It's hard to think of anything more heinous than bogus cancer cures. Yet there is no lack of Internet sites that promise to cure, for a price, any cancer with an elixir, concoction of herbs or systematized program of thinking good thoughts.
Last week the Federal Trade Commission disclosed actions it had taken against several companies that promoted online cancer cures.
The actions were the result of a project started last year to identify websites making unsubstantiated cure claims.
"We found all of these claims to be nothing short of breathtaking, and not in a good way," said Lydia Parnes, director of the FTC's Bureau of Consumer Protection.
She announced law enforcement actions against 11 companies. Six already had reached settlements with the agency; the rest will be litigated.
Eleven sites is a pittance considering the number of online cancer cure claims that can be readily found.
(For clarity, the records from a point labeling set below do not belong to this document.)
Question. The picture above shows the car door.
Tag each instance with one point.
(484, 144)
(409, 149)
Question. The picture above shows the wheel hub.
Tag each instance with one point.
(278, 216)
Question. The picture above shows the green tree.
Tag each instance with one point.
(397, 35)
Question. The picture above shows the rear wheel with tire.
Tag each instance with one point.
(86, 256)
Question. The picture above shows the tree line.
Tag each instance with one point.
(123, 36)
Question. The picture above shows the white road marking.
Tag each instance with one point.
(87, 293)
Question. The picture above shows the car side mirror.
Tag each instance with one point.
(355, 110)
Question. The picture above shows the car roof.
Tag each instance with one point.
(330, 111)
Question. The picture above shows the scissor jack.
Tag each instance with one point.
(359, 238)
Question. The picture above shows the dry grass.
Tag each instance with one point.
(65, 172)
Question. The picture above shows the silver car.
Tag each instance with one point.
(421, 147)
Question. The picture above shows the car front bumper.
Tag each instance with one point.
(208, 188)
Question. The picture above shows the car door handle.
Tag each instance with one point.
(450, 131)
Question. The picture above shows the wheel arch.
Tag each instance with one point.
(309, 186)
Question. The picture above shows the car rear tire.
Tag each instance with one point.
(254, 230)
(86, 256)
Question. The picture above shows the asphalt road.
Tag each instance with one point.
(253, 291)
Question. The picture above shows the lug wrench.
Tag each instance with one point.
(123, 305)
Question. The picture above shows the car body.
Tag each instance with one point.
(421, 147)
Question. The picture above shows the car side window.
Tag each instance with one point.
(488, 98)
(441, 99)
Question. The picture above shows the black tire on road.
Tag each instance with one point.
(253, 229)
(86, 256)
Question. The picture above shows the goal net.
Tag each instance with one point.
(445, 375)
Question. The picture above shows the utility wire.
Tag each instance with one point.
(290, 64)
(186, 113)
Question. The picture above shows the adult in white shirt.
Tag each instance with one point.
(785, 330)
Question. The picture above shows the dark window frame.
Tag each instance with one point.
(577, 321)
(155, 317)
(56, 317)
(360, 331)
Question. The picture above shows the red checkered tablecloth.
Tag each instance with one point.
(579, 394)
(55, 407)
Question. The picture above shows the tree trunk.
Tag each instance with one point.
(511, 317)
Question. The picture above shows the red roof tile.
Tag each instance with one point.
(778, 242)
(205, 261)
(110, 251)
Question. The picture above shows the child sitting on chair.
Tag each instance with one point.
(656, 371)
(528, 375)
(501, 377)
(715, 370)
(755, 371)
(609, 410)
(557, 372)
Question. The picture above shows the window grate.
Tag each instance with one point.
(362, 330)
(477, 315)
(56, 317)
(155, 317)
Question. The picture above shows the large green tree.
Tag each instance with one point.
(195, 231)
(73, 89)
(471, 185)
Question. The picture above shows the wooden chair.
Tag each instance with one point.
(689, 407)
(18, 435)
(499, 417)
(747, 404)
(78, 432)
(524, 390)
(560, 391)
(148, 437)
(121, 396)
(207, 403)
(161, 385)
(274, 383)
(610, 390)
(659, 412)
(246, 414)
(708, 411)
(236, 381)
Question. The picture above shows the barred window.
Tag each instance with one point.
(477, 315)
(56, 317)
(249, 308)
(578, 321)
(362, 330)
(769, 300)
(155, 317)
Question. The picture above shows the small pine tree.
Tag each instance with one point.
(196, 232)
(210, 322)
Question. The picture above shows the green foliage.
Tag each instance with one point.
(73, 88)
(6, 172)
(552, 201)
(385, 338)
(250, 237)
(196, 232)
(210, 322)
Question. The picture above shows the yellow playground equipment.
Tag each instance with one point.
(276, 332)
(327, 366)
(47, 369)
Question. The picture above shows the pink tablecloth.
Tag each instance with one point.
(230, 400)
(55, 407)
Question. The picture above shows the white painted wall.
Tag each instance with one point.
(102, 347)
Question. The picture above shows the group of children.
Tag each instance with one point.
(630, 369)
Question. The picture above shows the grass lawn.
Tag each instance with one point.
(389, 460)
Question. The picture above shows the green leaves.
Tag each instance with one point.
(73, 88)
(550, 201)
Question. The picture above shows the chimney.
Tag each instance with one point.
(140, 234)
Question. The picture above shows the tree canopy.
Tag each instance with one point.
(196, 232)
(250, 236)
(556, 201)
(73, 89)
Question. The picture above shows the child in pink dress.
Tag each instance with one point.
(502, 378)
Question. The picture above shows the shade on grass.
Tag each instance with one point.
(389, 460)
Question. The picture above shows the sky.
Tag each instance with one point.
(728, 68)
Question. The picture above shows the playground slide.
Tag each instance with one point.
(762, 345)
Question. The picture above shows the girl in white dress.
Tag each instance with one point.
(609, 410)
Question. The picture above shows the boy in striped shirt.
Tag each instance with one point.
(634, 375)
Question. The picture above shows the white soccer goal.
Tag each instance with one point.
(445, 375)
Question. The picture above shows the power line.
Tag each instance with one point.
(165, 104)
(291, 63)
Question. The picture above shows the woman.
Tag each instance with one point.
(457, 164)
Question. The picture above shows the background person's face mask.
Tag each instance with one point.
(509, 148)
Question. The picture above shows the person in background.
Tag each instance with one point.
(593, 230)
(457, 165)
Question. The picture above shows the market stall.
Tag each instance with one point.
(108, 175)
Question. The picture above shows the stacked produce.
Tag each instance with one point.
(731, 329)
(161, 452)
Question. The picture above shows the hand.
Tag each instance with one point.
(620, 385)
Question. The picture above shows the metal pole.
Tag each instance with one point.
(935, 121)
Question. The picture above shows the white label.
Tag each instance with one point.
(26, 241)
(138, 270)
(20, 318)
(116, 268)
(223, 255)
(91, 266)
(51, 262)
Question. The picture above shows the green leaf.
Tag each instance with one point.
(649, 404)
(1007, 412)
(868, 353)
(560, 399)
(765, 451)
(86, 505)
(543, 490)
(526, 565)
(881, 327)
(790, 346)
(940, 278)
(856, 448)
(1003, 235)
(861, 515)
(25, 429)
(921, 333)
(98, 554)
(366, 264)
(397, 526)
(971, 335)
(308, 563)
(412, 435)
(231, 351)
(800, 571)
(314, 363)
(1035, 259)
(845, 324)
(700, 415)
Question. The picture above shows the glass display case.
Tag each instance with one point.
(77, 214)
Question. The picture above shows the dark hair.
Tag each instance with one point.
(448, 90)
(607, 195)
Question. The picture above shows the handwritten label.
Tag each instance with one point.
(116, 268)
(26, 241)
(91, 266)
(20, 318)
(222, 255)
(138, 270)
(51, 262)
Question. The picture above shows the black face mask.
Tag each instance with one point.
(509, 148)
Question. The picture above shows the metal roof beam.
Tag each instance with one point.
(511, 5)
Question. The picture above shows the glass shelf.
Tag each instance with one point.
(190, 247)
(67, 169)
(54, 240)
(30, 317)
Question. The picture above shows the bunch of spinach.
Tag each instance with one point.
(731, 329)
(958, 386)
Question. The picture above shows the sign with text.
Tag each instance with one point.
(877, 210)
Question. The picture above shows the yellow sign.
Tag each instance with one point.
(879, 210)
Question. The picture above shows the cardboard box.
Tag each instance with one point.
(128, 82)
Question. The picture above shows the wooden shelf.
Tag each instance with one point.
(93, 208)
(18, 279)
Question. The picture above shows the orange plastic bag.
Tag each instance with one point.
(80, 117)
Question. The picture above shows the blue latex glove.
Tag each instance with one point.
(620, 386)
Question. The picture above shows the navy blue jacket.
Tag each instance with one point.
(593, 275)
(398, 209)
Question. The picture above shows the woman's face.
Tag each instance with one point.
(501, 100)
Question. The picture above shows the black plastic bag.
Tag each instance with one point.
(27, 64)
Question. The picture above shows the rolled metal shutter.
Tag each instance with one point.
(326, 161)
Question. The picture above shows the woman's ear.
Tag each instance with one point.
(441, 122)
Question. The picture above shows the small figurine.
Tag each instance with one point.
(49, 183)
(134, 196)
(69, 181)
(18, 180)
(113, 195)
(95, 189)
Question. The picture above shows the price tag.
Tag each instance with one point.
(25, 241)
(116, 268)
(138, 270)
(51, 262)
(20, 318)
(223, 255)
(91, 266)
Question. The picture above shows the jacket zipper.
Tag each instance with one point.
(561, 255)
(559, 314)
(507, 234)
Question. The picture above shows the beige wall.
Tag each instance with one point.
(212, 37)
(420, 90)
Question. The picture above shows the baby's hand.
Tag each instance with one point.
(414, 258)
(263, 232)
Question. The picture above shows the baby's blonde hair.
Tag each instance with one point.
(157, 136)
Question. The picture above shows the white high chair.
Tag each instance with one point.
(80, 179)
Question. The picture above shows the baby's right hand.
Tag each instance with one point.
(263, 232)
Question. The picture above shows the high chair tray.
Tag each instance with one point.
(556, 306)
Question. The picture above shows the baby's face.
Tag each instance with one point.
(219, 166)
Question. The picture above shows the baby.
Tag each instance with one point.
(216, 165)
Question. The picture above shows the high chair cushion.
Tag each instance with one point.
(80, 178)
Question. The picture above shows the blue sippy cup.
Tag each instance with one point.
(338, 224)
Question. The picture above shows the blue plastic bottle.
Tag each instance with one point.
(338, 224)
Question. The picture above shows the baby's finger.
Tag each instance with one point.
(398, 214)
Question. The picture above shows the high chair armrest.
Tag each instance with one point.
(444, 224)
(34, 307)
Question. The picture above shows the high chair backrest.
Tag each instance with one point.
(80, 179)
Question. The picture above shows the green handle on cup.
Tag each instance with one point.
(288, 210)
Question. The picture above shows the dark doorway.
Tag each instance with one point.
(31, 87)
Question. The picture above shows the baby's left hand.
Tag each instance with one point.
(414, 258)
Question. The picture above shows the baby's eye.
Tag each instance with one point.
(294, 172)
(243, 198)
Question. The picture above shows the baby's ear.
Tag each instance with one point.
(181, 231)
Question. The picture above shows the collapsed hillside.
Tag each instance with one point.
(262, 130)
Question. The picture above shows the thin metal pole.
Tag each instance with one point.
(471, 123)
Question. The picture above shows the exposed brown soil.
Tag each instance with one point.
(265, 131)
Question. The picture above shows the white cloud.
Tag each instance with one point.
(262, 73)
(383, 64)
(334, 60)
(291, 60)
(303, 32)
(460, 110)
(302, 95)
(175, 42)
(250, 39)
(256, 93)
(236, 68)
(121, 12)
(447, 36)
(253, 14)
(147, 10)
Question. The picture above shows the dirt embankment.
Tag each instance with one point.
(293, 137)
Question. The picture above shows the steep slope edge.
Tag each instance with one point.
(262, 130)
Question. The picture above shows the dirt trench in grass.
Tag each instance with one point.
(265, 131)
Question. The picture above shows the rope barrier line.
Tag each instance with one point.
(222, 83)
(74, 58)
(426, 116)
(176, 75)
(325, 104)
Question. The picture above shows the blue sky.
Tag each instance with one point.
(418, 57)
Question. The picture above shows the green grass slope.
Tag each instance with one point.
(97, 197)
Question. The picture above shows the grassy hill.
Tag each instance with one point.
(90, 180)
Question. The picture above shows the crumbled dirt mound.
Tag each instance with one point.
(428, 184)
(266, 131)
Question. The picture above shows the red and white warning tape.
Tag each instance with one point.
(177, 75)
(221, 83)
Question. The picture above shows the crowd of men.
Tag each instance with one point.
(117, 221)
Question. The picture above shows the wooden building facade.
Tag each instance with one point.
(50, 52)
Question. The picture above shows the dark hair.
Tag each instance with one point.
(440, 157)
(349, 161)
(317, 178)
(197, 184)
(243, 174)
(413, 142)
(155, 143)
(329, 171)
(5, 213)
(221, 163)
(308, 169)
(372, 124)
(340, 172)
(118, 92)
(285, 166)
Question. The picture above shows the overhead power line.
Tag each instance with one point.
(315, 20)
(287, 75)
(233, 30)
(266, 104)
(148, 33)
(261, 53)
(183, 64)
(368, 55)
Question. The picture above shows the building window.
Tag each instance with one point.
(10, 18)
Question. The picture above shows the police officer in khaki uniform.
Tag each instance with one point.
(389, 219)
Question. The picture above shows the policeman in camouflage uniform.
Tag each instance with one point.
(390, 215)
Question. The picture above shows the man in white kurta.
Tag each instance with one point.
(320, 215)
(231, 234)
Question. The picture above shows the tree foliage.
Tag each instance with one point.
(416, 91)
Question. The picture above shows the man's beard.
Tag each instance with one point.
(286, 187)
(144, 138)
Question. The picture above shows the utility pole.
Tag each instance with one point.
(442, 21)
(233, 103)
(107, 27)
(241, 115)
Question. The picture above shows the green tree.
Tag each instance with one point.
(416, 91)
Putting the words "cancer," "cure" and "miracle" in a Google search resulted not only in hundreds of thousands of hits (some of which were about legitimate scientific procedures), but also a list of sponsored links paid for by companies that wanted their supposed cures on the first page of results.
There was the "Miracle Water for Cancer" website, advertising a treated water that allegedly could curb the disease, plus also aid in weight loss and slow down the aging process.
There was also a site offering a miracle cure "the drug companies hope you never find out" that supposedly is also a vitamin that "will virtually eliminate the chance of getting cancer."
Parnes acknowledged that there was no lack of sites that "sell snake oil to consumers," as she put it.
The project originally identified 112 websites making non-medical cancer-cure claims. They each were sent warning letters "telling them they must have adequate substantiation for any health claims they make about their products," Parnes said.
Within two months, about 30% of these sites had closed down or removed unsubstantiated claims, she said.
The actions announced last week were the first taken against the rest.
Among those that reached a settlement:
* Ni-Gen Nutrition of Troy, Mich., which allegedly marketed an electrolyte liquid and apricot seeds as cures.
* Westberry Enterprises of Pineville, La., which the agency said sold teas that contained algae and other ingredients.
* Jim Clark's All Natural Cancer Therapy of Louisville, Ky., which allegedly sold digestive enzymes and coral calcium as treatments.
In each case, the company settling with the agency promised to no longer make unsubstantiated claims but also didn't admit wrongdoing.
The companies that have been sued by the agency include:
* Omega Supply of San Diego, which allegedly sold hydrazine sulfate, a substance classified by the government as a potential cancer-causing agent.
* Herbs for Cancer, which allegedly sold 16 types of teas to fight specific cancers, plus a 17th type for "cancers not on our list."
In a statement, the Federal Drug Administration said it also might take action against some sites identified in the Federal Trade Commission investigation.
Parnes said that along with the FTC's actions, the agency was launching a website -- www.ftc.gov/curious -- to provide educational materials about spotting and reporting bogus cancer claims.
And she said investigations and legal actions would continue.
"This is not a kind of once-in-a-blue moon effort," Parnes said.
"We have been on this beat for quite a long time, and we intend to stay there."
BEGIN TEXT OF INFOBOX
The Federal Trade Commission has a new series of Web pages on identifying and reporting sites that sell unsubstantiated cancer cures. It's at www.ftc.gov/curious. Here are signs that a supposed cure could be a scam:
* If it claims to work on every type of cancer. All cancers are different.
* If it's a "natural" cure. Remedies such as essiac tea and black salve, which are billed as closer to nature than mainstream medications, are unproven and can be harmful.
* If a cure site uses technical jargon in place of plain-language facts.
* If the cure site offers a money-back guarantee. This hardly substantiates a cure claim.